The method of data collection does have some limitations as the researchers acknowledge. For example:

Drug-resistant TB may be particularly prevalent among people living in relative poverty, the homeless or illicit drug users with whom the surveillance databases may have failed to identify. This would mean that the prevalence of TB in urban areas such as London is even higher than that found by this study.
The data does not account for other diseases or conditions that TB patients may have that could affect drug resistance, e.g. HIV.
The researchers only included cases of TB that could be found in both databases. There could have been inaccuracies in the matching of the cases between the two databases.
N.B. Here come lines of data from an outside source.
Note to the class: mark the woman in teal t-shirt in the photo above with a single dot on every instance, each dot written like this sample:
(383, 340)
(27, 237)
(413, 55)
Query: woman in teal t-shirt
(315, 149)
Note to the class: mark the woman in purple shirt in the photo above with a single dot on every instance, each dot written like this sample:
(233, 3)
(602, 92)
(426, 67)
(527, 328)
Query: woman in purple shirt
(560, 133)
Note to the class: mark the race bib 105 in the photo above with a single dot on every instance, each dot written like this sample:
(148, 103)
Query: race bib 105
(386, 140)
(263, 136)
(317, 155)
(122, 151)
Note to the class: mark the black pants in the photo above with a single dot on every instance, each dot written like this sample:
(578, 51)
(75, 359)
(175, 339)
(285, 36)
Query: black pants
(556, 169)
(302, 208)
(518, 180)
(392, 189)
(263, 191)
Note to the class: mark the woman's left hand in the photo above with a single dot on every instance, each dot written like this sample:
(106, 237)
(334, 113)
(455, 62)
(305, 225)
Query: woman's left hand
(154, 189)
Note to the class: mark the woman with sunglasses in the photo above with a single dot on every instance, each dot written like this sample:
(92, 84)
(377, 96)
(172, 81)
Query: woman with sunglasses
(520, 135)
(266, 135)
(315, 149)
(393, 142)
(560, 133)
Cases of TB that had not been confirmed by a bacterial culture were not included in analyses. As there were a large number of these (25,117 cases), the patterns in this group could have swayed the overall findings, i.e. if resistance had not increased or had even reduced over time in this group, the overall result is unlikely to be significant considering how borderline the results are in the culture-confirmed cases.

There was less information on the use of second and third line drugs. However, the finding that resistance was low when they were used, suggests that cases can still be managed effectively. Similarly with rifampicin (another first line option for TB in the UK), there was no increase in resistance over time. This study highlights the need for early diagnosis of suspected cases, rapid testing for the types of antibiotic to which the tuberculosis strain is susceptible, and the importance of ensuring that patients complete their treatment courses. Continued surveillance is important in order to try prevent drug resistance from developing into the future.